Все-таки я попыталась его снова разговорить, спросила, "то он думает о Гале Тустаковой, о Галине Борисовне, и ее муже?
- Неохота мне о ней думать. И зачем? - повернул он ко мне действительно сердитое лицо. - Пусть о ней думает тот, кому больше надо...
Тогда я, даже чуть преувеличив, рассказала, как она относится к нему с каким увлечением и интересом.
- А мне все это безразлично, - опять отчего-то повеселел он. - Я никогда и раньше не относился к людям в зависимости от того, как они ко мне относятся. Это только очень слабые люди так приноравливаются: ты меня похвали, я тебя похвалю, ты - мне, я - тебе. Это жалкие души... И оленю ведь едва ли интересно, что о нем думает волк... А эта Галина Борисовна что вам - хорошая подруга? - снова повернул он ко мне как будто уже насмешливое лицо.

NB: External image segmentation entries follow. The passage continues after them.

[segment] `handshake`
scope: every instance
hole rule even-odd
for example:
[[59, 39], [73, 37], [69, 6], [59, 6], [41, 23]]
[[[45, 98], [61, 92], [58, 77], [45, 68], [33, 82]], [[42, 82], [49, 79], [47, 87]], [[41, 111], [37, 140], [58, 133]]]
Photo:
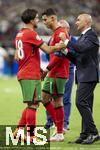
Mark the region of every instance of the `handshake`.
[[47, 73], [49, 72], [49, 70], [46, 68], [45, 70], [43, 70], [42, 68], [40, 69], [41, 72], [41, 80], [43, 81], [44, 78], [46, 77]]

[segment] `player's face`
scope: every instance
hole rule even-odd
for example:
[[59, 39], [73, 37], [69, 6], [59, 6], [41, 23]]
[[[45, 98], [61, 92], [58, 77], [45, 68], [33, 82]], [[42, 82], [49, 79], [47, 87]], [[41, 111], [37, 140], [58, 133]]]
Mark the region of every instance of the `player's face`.
[[34, 19], [34, 24], [33, 24], [34, 28], [37, 28], [38, 22], [39, 22], [39, 15], [37, 14], [35, 19]]
[[79, 31], [83, 31], [85, 26], [86, 26], [86, 21], [85, 21], [85, 17], [80, 15], [78, 16], [78, 18], [76, 19], [76, 26], [77, 26], [77, 30]]
[[47, 26], [47, 28], [52, 27], [52, 16], [42, 16], [43, 23]]

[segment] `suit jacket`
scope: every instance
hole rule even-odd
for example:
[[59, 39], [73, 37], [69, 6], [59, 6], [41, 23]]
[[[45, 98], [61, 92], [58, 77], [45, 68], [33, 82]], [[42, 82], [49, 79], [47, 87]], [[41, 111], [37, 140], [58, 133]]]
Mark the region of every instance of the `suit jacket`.
[[99, 81], [99, 40], [93, 29], [88, 30], [77, 43], [68, 42], [67, 48], [74, 48], [75, 52], [69, 51], [67, 58], [76, 64], [77, 82]]

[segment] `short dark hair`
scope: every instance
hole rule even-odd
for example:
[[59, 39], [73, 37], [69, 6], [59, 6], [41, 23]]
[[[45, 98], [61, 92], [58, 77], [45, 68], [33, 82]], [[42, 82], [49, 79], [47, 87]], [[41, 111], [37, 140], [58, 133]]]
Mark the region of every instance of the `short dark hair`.
[[42, 16], [44, 15], [46, 16], [56, 15], [56, 11], [52, 8], [48, 8], [42, 13]]
[[37, 10], [35, 9], [26, 9], [22, 15], [21, 15], [21, 19], [24, 23], [30, 23], [30, 21], [32, 19], [34, 19], [36, 17], [36, 14], [37, 14]]

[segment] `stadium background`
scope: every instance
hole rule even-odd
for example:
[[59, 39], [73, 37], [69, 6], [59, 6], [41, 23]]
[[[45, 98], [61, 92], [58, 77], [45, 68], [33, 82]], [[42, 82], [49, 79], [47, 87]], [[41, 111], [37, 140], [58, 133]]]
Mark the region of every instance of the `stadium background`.
[[[7, 58], [2, 60], [3, 54], [0, 53], [0, 74], [13, 76], [17, 71], [17, 64], [13, 60], [14, 38], [18, 30], [22, 27], [20, 14], [26, 8], [35, 8], [39, 14], [44, 8], [52, 7], [58, 14], [58, 19], [66, 19], [71, 26], [71, 34], [79, 36], [75, 29], [75, 19], [79, 13], [90, 13], [93, 17], [93, 27], [100, 36], [100, 0], [0, 0], [0, 46], [7, 52]], [[37, 29], [43, 39], [49, 36], [48, 30], [40, 20]], [[1, 48], [0, 48], [0, 51]], [[42, 65], [45, 66], [47, 60], [42, 53]]]

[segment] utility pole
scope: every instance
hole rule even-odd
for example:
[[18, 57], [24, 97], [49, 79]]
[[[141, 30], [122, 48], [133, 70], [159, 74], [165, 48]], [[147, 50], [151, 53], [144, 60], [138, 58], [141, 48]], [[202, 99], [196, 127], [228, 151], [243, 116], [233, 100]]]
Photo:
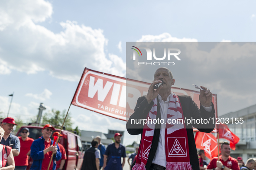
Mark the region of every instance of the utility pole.
[[13, 94], [10, 94], [9, 96], [11, 96], [12, 99], [11, 99], [11, 102], [10, 103], [10, 105], [9, 106], [9, 109], [8, 110], [8, 112], [7, 113], [7, 117], [9, 117], [9, 112], [10, 109], [11, 109], [11, 105], [12, 105], [12, 102], [13, 101], [13, 94], [14, 94], [14, 92], [13, 92]]
[[39, 108], [38, 108], [39, 111], [38, 112], [37, 119], [36, 120], [36, 123], [40, 124], [40, 122], [41, 122], [41, 118], [42, 118], [42, 111], [46, 109], [46, 108], [45, 107], [45, 106], [42, 103], [40, 103]]

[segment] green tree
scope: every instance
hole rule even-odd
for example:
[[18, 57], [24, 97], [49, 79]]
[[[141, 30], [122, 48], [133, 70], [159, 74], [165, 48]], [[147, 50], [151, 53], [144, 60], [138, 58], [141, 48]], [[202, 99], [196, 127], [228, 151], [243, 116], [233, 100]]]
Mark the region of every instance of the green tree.
[[[71, 117], [69, 112], [65, 121], [64, 126], [67, 130], [73, 130], [72, 125], [73, 122], [71, 120]], [[62, 112], [59, 110], [52, 109], [51, 111], [45, 113], [42, 116], [42, 123], [44, 124], [51, 124], [53, 126], [61, 127], [63, 123], [64, 119], [66, 116], [66, 110], [64, 110]]]

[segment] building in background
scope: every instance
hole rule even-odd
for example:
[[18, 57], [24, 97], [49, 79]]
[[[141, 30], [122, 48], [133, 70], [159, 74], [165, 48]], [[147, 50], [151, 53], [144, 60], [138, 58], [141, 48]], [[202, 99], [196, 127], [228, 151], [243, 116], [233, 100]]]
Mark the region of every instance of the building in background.
[[[229, 128], [240, 138], [239, 142], [236, 145], [236, 150], [231, 151], [230, 156], [234, 158], [241, 157], [244, 160], [250, 157], [256, 158], [256, 104], [219, 118], [220, 121], [228, 119], [230, 123], [227, 125]], [[243, 123], [236, 123], [238, 122], [237, 120], [241, 122], [242, 119]]]
[[80, 137], [81, 138], [81, 140], [82, 141], [82, 144], [84, 146], [84, 150], [86, 150], [91, 146], [91, 142], [97, 136], [100, 136], [100, 137], [101, 138], [101, 143], [107, 148], [107, 145], [113, 142], [113, 139], [114, 135], [117, 132], [123, 135], [121, 138], [121, 143], [123, 144], [124, 131], [109, 129], [108, 133], [104, 134], [102, 132], [98, 132], [81, 131]]

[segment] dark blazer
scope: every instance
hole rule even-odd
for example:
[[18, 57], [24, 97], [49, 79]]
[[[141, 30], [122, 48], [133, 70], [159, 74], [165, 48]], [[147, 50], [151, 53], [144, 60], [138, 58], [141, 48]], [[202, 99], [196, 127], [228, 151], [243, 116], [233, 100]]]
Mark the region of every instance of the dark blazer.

И тут я, похоже, затруднилась:
- Ну, как сказать...
- Ага, понятно, - засмеялся Ефим Емельянович.
И уже всю дорогу был веселый.
Вскоре мы действительно зарегистрировались, и он подарил мне золотое кольцо.
- Первая моя жена колец не носила, - объяснил он. - Они тогда, казалось, навечно вышли из моды. А теперь вот опять вошли. Многие, я вижу, носят. И вы, может, захотите...
- А вы? - спросила я.
- А мне оно, это кольцо, будто и ни к чему. У меня работа такая, что я его и потерять могу. И вообще, я, пожалуй, обойдусь, - засмеялся он.
А я была счастлива, что у меня есть муж, что я замужем. И пусть, я подумала, все это знают.
Москва, ноябрь 1977 г.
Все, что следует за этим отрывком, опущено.